• Auteur: Sean Thomas Dougherty
  • Titel: All You Ask for Is Longing
  • Uitgever: BOA Editions Ltd.
  • Datum bespreking: 4 December 2014

biografieën van kapotte dingen


weeral zoon witte ochtend waar je met een scherp mes misschien fijne plakjes van zou kunnen afsnijden –- om te verkopen tegen eksorbitant hoge kiloprijzen (& snel rijk worden) & weeral de jas de lucht de schuur en je fiets --- waarmee het fijn fietsen is, fijn fietsen & al snel, een paar straten verderop maar, is het slechts nog maar: jij, het landschap en de taal:

(de taal op het voorrek, dan jij, en het landschap stevig in de rug)

en niet omdat het maandag is niet omdat het dinsdag is niet omdat het woensdag is

(het was dinsdag)

niet omdat een onbekende vrouw je tegemoet komt fietsen en je haar luidkeels toeroept HALLO ONBEKENDE VROUW!!!

(denk je ik hou van onbekende vrouw ik hou van iedereen ik hou van iedereen ik hou van iedereen)
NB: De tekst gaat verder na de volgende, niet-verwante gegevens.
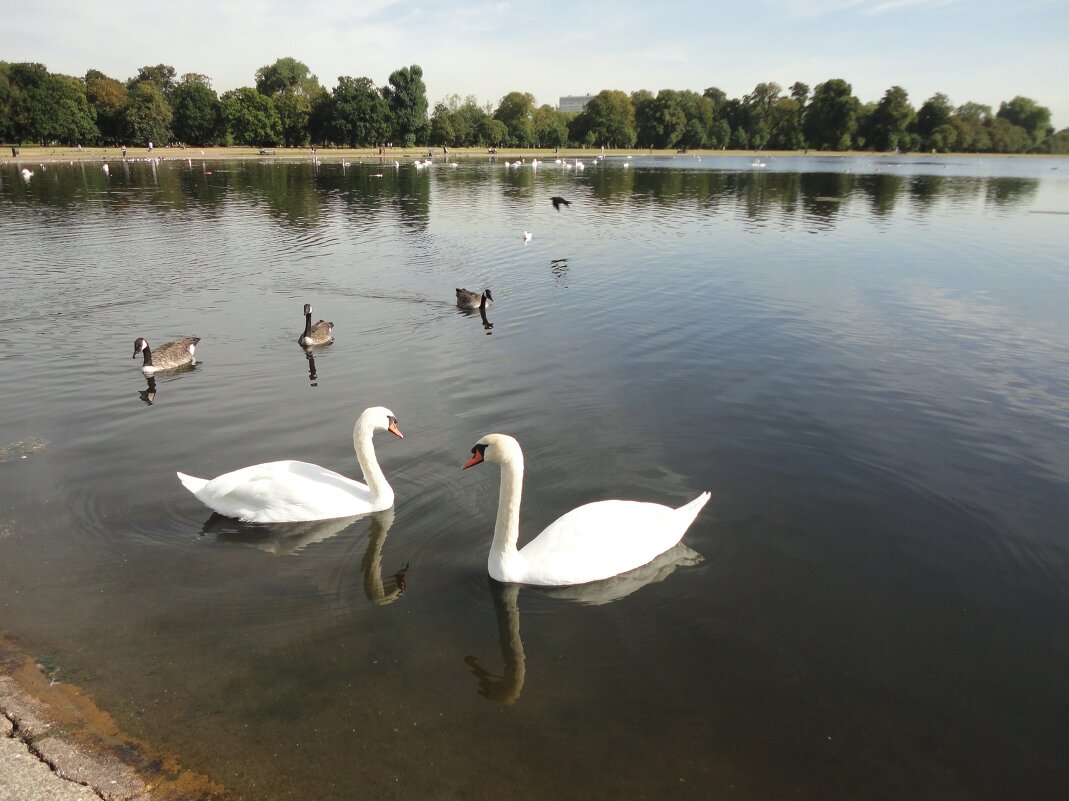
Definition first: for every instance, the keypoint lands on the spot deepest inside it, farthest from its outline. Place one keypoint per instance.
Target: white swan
(290, 491)
(591, 542)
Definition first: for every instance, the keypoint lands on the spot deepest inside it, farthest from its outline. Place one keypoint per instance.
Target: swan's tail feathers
(191, 482)
(690, 511)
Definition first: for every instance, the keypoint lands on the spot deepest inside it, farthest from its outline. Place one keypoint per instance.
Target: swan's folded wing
(600, 540)
(282, 491)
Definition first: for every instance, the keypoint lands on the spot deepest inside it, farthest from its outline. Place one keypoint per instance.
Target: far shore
(43, 155)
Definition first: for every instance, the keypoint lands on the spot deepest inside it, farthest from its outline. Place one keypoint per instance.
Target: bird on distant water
(167, 356)
(321, 333)
(468, 299)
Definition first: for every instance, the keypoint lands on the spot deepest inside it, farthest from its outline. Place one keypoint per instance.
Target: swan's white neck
(382, 493)
(506, 563)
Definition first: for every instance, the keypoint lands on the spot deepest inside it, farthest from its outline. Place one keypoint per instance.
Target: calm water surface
(865, 362)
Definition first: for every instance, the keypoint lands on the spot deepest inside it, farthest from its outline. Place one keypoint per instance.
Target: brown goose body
(320, 333)
(467, 299)
(167, 356)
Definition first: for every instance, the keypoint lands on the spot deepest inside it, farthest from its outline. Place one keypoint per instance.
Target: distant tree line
(289, 106)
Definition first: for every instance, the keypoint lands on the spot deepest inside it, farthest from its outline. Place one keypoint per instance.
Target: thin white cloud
(889, 5)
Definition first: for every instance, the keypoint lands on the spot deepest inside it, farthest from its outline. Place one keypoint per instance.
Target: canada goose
(468, 299)
(167, 356)
(321, 333)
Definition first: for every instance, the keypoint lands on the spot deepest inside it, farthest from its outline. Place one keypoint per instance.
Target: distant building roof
(574, 102)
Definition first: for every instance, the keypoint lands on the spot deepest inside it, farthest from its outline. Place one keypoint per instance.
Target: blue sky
(969, 49)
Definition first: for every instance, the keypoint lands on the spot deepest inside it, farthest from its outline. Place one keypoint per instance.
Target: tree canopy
(406, 97)
(292, 108)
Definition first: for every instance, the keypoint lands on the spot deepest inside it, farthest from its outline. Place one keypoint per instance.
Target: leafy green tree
(891, 120)
(250, 118)
(933, 113)
(108, 98)
(26, 89)
(943, 139)
(455, 122)
(406, 97)
(551, 126)
(492, 133)
(360, 116)
(663, 121)
(608, 120)
(6, 114)
(516, 110)
(293, 88)
(287, 74)
(198, 116)
(161, 76)
(716, 95)
(443, 132)
(45, 108)
(831, 118)
(1006, 137)
(971, 123)
(800, 92)
(700, 119)
(1028, 114)
(1057, 143)
(785, 123)
(62, 111)
(148, 114)
(757, 113)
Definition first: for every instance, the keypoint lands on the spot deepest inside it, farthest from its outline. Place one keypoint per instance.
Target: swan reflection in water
(291, 538)
(506, 688)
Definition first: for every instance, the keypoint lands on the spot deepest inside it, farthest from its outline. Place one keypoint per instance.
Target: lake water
(865, 360)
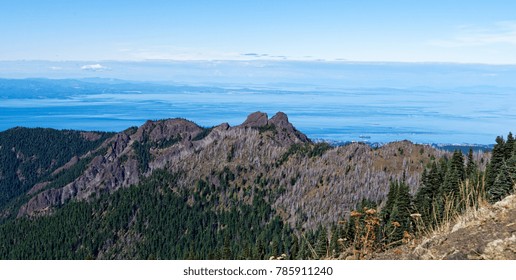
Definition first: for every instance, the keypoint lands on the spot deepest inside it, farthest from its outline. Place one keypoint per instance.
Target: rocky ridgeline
(313, 183)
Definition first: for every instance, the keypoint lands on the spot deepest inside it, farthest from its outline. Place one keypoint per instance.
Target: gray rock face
(256, 119)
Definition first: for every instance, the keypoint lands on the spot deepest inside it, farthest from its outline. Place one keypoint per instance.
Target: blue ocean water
(423, 115)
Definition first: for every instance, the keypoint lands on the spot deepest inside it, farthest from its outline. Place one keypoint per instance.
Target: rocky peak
(280, 119)
(256, 119)
(167, 129)
(285, 132)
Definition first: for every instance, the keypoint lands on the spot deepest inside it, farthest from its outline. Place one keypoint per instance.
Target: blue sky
(397, 30)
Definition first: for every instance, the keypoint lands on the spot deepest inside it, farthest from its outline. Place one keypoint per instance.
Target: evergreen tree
(397, 218)
(509, 146)
(471, 165)
(497, 160)
(321, 248)
(502, 186)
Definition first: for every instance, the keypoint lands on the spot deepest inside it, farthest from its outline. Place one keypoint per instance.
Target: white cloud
(94, 67)
(471, 36)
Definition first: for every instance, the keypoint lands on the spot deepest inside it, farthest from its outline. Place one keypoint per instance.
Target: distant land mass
(374, 114)
(171, 189)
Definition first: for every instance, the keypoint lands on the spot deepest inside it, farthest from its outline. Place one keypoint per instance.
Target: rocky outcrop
(256, 119)
(67, 165)
(313, 178)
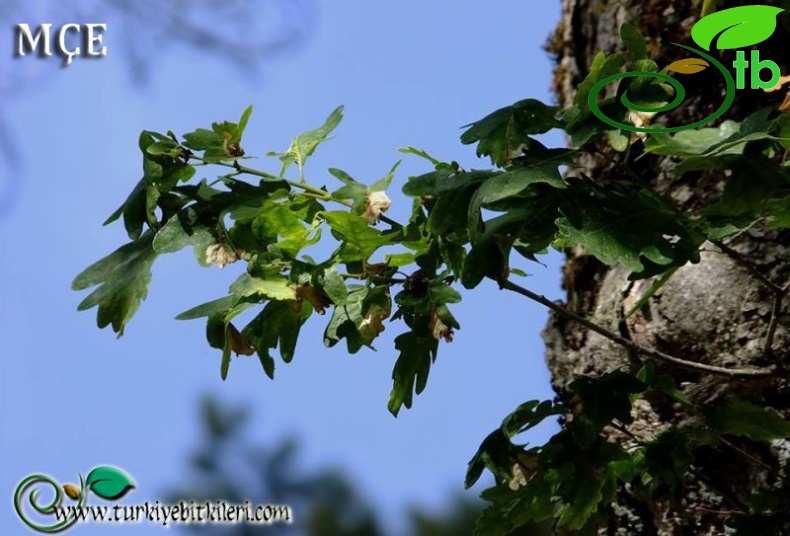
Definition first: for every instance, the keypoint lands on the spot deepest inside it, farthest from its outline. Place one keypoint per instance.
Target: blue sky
(73, 397)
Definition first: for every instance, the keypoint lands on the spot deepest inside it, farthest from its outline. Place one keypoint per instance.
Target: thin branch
(631, 345)
(737, 257)
(317, 193)
(776, 310)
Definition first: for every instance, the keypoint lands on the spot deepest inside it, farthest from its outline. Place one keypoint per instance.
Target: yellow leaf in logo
(688, 66)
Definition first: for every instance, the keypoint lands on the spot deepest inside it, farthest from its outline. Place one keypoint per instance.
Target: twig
(631, 345)
(775, 312)
(737, 257)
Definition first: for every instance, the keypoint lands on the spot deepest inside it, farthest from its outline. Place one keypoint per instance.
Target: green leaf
(353, 190)
(636, 229)
(203, 139)
(355, 230)
(737, 27)
(278, 325)
(334, 286)
(274, 288)
(421, 154)
(410, 375)
(242, 125)
(123, 278)
(347, 319)
(213, 308)
(109, 482)
(668, 457)
(607, 397)
(655, 286)
(527, 415)
(542, 169)
(488, 258)
(280, 216)
(183, 230)
(583, 496)
(305, 144)
(494, 453)
(502, 134)
(741, 418)
(442, 293)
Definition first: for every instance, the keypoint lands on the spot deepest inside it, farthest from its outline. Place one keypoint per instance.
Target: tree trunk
(715, 312)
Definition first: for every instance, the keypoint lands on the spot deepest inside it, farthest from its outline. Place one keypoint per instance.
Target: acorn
(72, 491)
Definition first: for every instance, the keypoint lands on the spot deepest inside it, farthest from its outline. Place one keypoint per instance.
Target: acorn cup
(72, 491)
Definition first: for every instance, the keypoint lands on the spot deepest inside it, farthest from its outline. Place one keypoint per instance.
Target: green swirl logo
(107, 482)
(735, 28)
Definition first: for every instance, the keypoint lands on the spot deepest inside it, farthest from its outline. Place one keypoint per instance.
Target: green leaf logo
(688, 66)
(736, 27)
(109, 482)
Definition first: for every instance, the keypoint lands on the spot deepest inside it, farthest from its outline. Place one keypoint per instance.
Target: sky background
(73, 396)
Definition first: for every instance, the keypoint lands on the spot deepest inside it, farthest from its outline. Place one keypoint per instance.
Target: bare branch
(631, 345)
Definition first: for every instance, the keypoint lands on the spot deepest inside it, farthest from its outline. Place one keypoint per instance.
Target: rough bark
(716, 311)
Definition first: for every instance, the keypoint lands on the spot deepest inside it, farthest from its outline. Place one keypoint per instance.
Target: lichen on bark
(715, 312)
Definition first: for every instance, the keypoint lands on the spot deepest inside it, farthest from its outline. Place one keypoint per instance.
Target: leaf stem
(631, 345)
(317, 193)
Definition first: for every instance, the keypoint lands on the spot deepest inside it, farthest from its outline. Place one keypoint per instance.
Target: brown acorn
(72, 491)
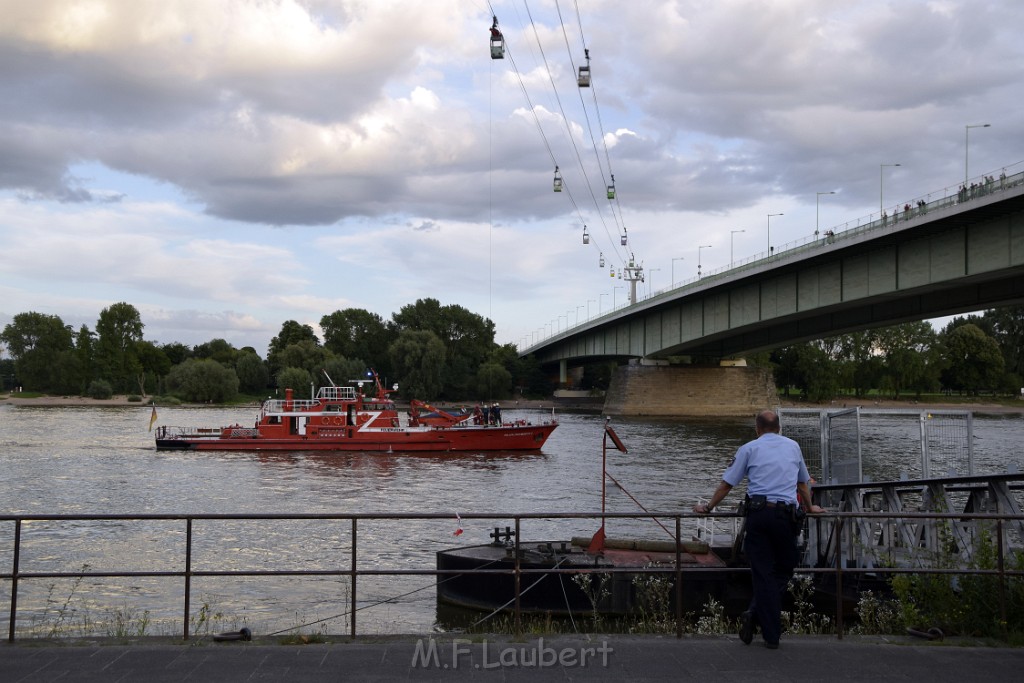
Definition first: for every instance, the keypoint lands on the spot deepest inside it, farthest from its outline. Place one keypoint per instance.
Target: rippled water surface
(99, 461)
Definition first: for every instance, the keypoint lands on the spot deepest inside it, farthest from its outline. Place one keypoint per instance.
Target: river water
(102, 461)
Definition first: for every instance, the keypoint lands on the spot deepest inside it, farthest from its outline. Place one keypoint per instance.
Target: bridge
(960, 253)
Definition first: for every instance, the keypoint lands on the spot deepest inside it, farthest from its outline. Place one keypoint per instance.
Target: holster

denk je aan de idee (de idee als zuivere idee) (de idee om idee) (de idee van idee). De idee was dat je plakjes witte dinsdag kon kopen, op de markt, bij een marktkoopman met een snor en een naam. Een onsje ervan, en in het rieten mandje aan je arm en dan op naar de voor de honderdste keer geresurrekteerde Dregke

(& hier zeggen en schat zeggen en voor jou zeggen en Om je honderdste resurreksie te vieren zeggen)

(maar zij verstaat iets met ereksie)

De idee was dat je er levens kon halen. Twedehands, zo goed als nieuw, vrijwel krasloos, ze hadden er nog wel één achter. Ruilen misschien. Stap in het mijne, ik stap in het jouwe. Pak het op waar ik het liggen liet.

De idee was dat er een geluid leefde in je schedel. De idee sneeuwde in f mineur. De idee leefde achter de deur.

De idee was een stad vol doodlopende straten.

De idee was straten.

De idee was dat alles kon.

De idee was het te noteren in een boek. De biografie van mogelijke dingen. De biografie van een kind dat drijft op een zee van glas. De biografie van wolken. De biografie van wat in de ijlte zweeft. De biografie van kapotte dingen.

Sean Thomas Dougherty heeft levens in de aanbieding. Bundels vol. Nu al een stuk of tien geloof ik. Ik weet het niet. Ik kan er één of twee naast zitten. En wie is er überhaupt geïnteresseerd in getallen? (Ana is geïnteresseerd in getallen).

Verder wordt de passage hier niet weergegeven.